Computing Matrix Functions

Matrix functions are scalar functions that map $\mathbb{C}^{n\times n}$ to $\mathbb{C}^{n\times n}$. A general approach to compute $f(A)$ for $A\in\mathbb{C}^{n\times n}$ is to use the similarity transformation $A=ZBZ^{-1}$ and then $f(A)=Zf(B)Z^{-1}$, where $f(B)$ is easy to compute. Specially, if $A$ is diagonalizable, i.e., $B={\rm diag}(b_1,\dots,b_n)$, then $f(B)={\rm diag}\big(f(b_1),\dots,f(b_n)\big)$ is trivially computed. However, this approach is numerically unstable when there are errors in evaluating $f(B)$ and the condition number $\kappa(Z)=\|Z\|\|Z^{-1}\|$ is large.

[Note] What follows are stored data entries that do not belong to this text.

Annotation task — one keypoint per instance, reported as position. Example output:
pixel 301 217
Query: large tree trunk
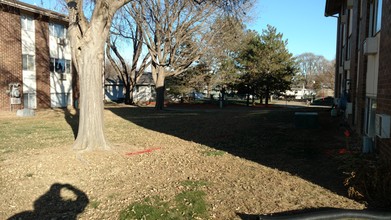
pixel 160 89
pixel 91 125
pixel 128 95
pixel 267 94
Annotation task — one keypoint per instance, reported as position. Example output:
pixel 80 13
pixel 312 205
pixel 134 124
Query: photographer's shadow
pixel 62 201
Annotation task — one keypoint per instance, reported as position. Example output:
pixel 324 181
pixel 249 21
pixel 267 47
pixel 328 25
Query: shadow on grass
pixel 320 213
pixel 62 201
pixel 265 136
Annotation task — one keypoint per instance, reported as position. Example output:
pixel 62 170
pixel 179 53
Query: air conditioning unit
pixel 63 76
pixel 349 4
pixel 340 70
pixel 367 145
pixel 370 46
pixel 382 126
pixel 344 19
pixel 16 101
pixel 61 41
pixel 346 65
pixel 349 108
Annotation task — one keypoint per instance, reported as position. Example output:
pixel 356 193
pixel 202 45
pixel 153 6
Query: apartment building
pixel 363 71
pixel 35 58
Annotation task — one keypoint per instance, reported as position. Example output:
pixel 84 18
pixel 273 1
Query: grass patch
pixel 213 153
pixel 189 204
pixel 94 204
pixel 193 184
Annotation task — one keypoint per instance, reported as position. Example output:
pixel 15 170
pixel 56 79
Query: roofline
pixel 332 7
pixel 35 9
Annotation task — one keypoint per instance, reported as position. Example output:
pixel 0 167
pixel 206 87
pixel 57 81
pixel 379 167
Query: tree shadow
pixel 62 201
pixel 266 136
pixel 318 214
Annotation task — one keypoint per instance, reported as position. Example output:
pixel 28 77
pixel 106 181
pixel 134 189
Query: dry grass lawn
pixel 252 161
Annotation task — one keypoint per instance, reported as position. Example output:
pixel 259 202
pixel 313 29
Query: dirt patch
pixel 259 171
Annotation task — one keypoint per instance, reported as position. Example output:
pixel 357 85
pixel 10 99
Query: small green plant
pixel 94 204
pixel 112 196
pixel 194 184
pixel 189 204
pixel 151 208
pixel 213 153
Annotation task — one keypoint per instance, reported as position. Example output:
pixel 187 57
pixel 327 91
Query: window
pixel 370 114
pixel 60 65
pixel 28 62
pixel 27 23
pixel 57 30
pixel 375 16
pixel 67 66
pixel 378 15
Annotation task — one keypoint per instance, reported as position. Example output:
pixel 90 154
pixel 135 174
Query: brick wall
pixel 11 53
pixel 42 61
pixel 362 66
pixel 384 85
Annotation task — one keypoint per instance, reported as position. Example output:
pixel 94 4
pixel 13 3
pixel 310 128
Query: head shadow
pixel 61 201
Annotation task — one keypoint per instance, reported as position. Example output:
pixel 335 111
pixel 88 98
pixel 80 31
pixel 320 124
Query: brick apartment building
pixel 35 59
pixel 363 70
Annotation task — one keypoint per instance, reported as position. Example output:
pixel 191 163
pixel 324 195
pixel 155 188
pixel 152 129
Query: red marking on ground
pixel 142 152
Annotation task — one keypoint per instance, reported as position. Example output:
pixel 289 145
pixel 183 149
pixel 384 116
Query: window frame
pixel 28 62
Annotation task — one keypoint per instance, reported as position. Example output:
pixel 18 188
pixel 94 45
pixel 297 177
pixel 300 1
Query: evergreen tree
pixel 268 65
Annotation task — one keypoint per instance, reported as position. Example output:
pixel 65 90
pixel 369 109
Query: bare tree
pixel 175 32
pixel 87 39
pixel 169 30
pixel 127 29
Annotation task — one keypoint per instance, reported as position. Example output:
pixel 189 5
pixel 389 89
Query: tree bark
pixel 160 89
pixel 91 128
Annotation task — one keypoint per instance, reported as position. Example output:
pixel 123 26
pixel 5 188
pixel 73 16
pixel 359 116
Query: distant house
pixel 300 93
pixel 144 91
pixel 362 75
pixel 35 59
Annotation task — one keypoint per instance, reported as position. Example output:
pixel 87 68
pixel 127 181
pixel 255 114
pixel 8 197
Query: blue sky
pixel 302 23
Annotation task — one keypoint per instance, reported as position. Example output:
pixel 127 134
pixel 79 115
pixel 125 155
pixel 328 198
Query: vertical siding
pixel 384 85
pixel 11 53
pixel 42 61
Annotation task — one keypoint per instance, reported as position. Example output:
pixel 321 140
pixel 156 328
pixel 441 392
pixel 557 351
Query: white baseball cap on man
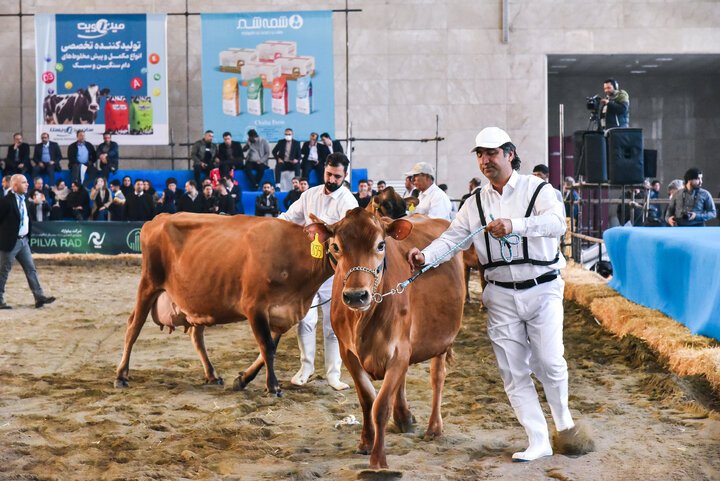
pixel 491 138
pixel 421 168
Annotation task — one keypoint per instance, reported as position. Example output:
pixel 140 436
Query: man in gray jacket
pixel 256 161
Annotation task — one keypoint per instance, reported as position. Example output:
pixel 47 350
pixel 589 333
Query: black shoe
pixel 41 301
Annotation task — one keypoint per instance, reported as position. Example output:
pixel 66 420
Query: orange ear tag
pixel 316 249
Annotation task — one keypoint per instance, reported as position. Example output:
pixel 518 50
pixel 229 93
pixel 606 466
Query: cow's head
pixel 357 243
pixel 92 95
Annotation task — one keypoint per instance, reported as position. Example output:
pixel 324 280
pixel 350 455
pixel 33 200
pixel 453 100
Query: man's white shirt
pixel 542 228
pixel 329 208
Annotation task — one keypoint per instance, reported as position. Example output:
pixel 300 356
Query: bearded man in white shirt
pixel 524 295
pixel 434 202
pixel 329 202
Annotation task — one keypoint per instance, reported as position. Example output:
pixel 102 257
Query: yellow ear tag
pixel 316 249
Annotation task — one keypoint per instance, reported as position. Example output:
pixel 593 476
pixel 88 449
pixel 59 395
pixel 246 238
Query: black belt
pixel 550 276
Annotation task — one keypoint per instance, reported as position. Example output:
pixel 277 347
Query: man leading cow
pixel 329 201
pixel 525 291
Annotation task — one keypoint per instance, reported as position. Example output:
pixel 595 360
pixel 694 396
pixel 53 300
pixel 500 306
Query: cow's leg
pixel 197 334
pixel 402 417
pixel 245 377
pixel 366 395
pixel 395 373
pixel 437 374
pixel 263 337
pixel 146 298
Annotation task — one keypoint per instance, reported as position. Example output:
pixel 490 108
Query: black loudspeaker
pixel 625 156
pixel 650 159
pixel 590 156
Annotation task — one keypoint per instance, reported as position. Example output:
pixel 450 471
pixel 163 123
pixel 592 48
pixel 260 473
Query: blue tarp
pixel 675 270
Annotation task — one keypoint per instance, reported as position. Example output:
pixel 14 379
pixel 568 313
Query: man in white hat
pixel 433 201
pixel 525 291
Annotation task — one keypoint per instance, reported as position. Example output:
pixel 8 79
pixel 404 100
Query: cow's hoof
pixel 121 383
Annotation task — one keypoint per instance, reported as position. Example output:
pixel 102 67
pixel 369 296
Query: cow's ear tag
pixel 316 249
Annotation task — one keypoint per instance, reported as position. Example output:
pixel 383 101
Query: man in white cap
pixel 525 291
pixel 433 201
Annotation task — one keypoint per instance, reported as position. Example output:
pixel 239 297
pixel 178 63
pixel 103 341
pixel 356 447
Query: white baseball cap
pixel 421 168
pixel 491 138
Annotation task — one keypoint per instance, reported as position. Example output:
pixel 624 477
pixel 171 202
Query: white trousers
pixel 525 329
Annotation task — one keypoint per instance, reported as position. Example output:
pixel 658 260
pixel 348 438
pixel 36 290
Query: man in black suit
pixel 47 157
pixel 288 156
pixel 229 156
pixel 15 241
pixel 17 160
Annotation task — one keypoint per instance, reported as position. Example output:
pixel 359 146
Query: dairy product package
pixel 294 67
pixel 231 97
pixel 267 71
pixel 116 115
pixel 141 122
pixel 270 50
pixel 255 96
pixel 279 96
pixel 303 97
pixel 234 59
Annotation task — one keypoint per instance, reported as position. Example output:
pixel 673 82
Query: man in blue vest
pixel 524 294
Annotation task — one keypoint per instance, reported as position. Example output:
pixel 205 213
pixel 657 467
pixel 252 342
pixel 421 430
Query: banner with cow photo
pixel 102 72
pixel 268 71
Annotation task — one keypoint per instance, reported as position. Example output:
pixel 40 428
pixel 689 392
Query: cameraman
pixel 690 206
pixel 615 106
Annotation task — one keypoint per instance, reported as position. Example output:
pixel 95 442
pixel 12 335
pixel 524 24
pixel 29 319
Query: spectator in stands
pixel 230 156
pixel 433 202
pixel 266 203
pixel 59 194
pixel 691 206
pixel 294 194
pixel 39 201
pixel 138 206
pixel 225 202
pixel 108 156
pixel 203 153
pixel 78 201
pixel 309 152
pixel 541 171
pixel 47 157
pixel 287 157
pixel 191 200
pixel 102 199
pixel 117 205
pixel 17 160
pixel 82 159
pixel 363 195
pixel 258 153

For general $A$, a robust approach is to employ the Schur decomposition $A=QTQ^*$, where $Q$ is unitary and $T$ is upper triangular, and then calculate $f(T)$ by Parlett recurrence.

Parlett recurrence

Since $T$ is upper triangular, $F:=f(T)$ is also upper triangular with $f_{ii}=f(t_{ii})$, and $F$ commutes with $T$. The standard Parlett recurrence comes from $FT=TF$:

\[f_{ij} = t_{ij}\frac{f_{ii}-f_{jj}}{t_{ii}-t_{jj}} + \sum_{k=i+1}^{j-1}\frac{f_{ik}t_{kj}-t_{ik}f_{kj}}{t_{ii}-t_{jj}},\qquad i<j.\]

Unfortunately, this recurrence breaks down when $t_{ii}=t_{jj}$ for some $i\neq j$. The block Parlett recurrence is further proposed that regards $T$ as a block upper triangular $T=(T_{ij})$, then $F=(F_{ij})$ has the same block structure,

\[T_{ii}F_{ij}-F_{ij}T_{jj} = F_{ii}T_{ij}-T_{ij}F_{jj} + \Bigg(\sum_{k=i+1}^{j-1}F_{ik}T_{kj}-T_{ik}F_{kj}\Bigg),\qquad i<j.\]

This Sylvester equation is nonsingular when $T_{ii}$ and $T_{jj}$ have no common eigenvalues.

Schur-Parlett with improvements

The Schur-Parlett algorithm is inspired by the block Parlett recurrence, which has two key parts: reordering and blocking of the Schur factor $T$, and computation of the atomic block $f(T_{jj})$. Here we will focus on the first part, for more details on the atomic block computation, please see Section 2 of DOI.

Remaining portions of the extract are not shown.